It comes to me whenever I am in Vancouver: an urge to watch the sunset. Pulled by memories of blue Pacific waters buffeting a tangerine sky, I make my way to English Bay Beach, where I find a seat on one of the large pieces of driftwood that have been arranged on the sand, and join hundreds of others in the nightly spectacle.
Last month, though, on my final day in Canada, I was taken to watch the sunset from the roof of the new Vancouver Convention Centre, a sharply geometric structure that rises from a broad concrete plaza next to Coal Harbour. As I climbed the metal staircase up to the roof, I was sceptical that it would be anything close to the English Bay experience. When we arrived, I was surprised. Built at a slight angle, covered in wild grass, with a gravel path cutting diagonally across it, the roof feels like a country meadow that has somehow found itself three stories above ground. Watching the sun set from there, over the water of Coal Harbour and the tall fir trees of Stanley Park, was a surprisingly bucolic experience.
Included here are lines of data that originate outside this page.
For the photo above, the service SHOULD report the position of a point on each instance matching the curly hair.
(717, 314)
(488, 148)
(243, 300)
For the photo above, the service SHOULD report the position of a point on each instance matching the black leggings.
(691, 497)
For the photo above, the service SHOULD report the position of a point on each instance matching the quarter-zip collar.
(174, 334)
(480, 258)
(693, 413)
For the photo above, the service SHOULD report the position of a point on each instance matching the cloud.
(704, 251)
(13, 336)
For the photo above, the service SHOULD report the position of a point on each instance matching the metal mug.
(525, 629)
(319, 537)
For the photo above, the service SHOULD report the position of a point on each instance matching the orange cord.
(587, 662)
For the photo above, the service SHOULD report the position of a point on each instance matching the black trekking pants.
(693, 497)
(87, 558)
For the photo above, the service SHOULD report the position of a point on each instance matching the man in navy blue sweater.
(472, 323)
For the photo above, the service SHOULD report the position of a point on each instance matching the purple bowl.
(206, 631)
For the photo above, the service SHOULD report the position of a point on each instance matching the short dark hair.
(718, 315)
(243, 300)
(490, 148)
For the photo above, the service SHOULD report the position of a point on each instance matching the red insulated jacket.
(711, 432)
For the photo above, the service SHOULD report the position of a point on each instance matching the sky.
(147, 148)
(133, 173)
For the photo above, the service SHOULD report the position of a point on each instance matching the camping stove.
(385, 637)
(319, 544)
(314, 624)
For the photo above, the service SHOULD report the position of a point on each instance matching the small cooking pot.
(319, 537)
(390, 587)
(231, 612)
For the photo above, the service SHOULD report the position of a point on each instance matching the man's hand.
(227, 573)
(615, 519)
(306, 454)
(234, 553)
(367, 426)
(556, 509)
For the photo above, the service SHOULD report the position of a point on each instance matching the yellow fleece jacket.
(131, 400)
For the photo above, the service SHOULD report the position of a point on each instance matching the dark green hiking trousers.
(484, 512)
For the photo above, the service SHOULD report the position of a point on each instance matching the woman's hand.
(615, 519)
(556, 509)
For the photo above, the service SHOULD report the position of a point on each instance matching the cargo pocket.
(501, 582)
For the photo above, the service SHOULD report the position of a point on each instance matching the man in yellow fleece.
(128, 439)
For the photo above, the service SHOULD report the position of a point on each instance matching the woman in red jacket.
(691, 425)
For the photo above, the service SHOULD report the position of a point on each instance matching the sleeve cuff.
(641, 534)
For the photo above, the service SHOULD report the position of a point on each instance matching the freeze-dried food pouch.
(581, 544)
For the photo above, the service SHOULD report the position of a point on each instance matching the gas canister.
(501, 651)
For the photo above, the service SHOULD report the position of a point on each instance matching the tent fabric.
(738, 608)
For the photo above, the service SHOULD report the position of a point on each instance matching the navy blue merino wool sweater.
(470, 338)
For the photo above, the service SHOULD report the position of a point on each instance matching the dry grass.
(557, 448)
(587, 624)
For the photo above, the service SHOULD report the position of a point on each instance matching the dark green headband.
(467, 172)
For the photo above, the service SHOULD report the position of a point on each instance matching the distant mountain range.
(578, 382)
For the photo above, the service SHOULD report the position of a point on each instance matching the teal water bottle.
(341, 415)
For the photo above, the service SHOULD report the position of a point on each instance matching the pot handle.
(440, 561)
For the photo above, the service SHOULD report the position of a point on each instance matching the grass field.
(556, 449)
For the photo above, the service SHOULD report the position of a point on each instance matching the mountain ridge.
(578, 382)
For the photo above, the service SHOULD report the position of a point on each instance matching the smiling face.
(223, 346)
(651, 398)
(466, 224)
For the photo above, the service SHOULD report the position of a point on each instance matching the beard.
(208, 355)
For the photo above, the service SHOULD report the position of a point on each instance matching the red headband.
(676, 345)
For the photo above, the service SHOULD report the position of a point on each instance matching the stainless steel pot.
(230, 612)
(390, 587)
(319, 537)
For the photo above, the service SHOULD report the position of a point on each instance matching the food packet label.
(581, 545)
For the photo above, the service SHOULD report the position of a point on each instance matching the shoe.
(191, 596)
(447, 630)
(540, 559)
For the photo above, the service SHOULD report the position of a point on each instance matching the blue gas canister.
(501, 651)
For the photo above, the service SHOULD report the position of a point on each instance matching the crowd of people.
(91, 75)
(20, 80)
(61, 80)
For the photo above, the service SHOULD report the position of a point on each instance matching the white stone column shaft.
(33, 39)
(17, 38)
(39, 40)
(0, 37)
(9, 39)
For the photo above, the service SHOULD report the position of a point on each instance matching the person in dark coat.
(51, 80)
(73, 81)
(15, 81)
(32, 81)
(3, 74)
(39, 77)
On the surface, that sounds reminiscent to other recent experiments in aerial urban greenery, like New York’s wildly popular High Line. But the convention centre’s roof has more local roots. In many ways, it is the latest product of a style of urbanism born in 1978, when Arthur Erickson designed Robson Square, a large civic centre in downtown Vancouver that combined provincial law courts, a municipal art gallery, government offices and a series of public spaces.
Robson Square was originally meant to be the site of a government-sponsored 682-foot skyscraper, but after the left-leaning New Democratic Party swept into power in 1972, the project was cancelled. Erickson, already famous for his attempts to reinterpret natural elements, neoclassical architecture and First Nations traditions in a Modernist form, was hired to create something more imaginative. His response was, according to biographer Nicholas Olsberg, “This won’t be a corporate monument. Let’s turn it on its side and let people walk all over it.”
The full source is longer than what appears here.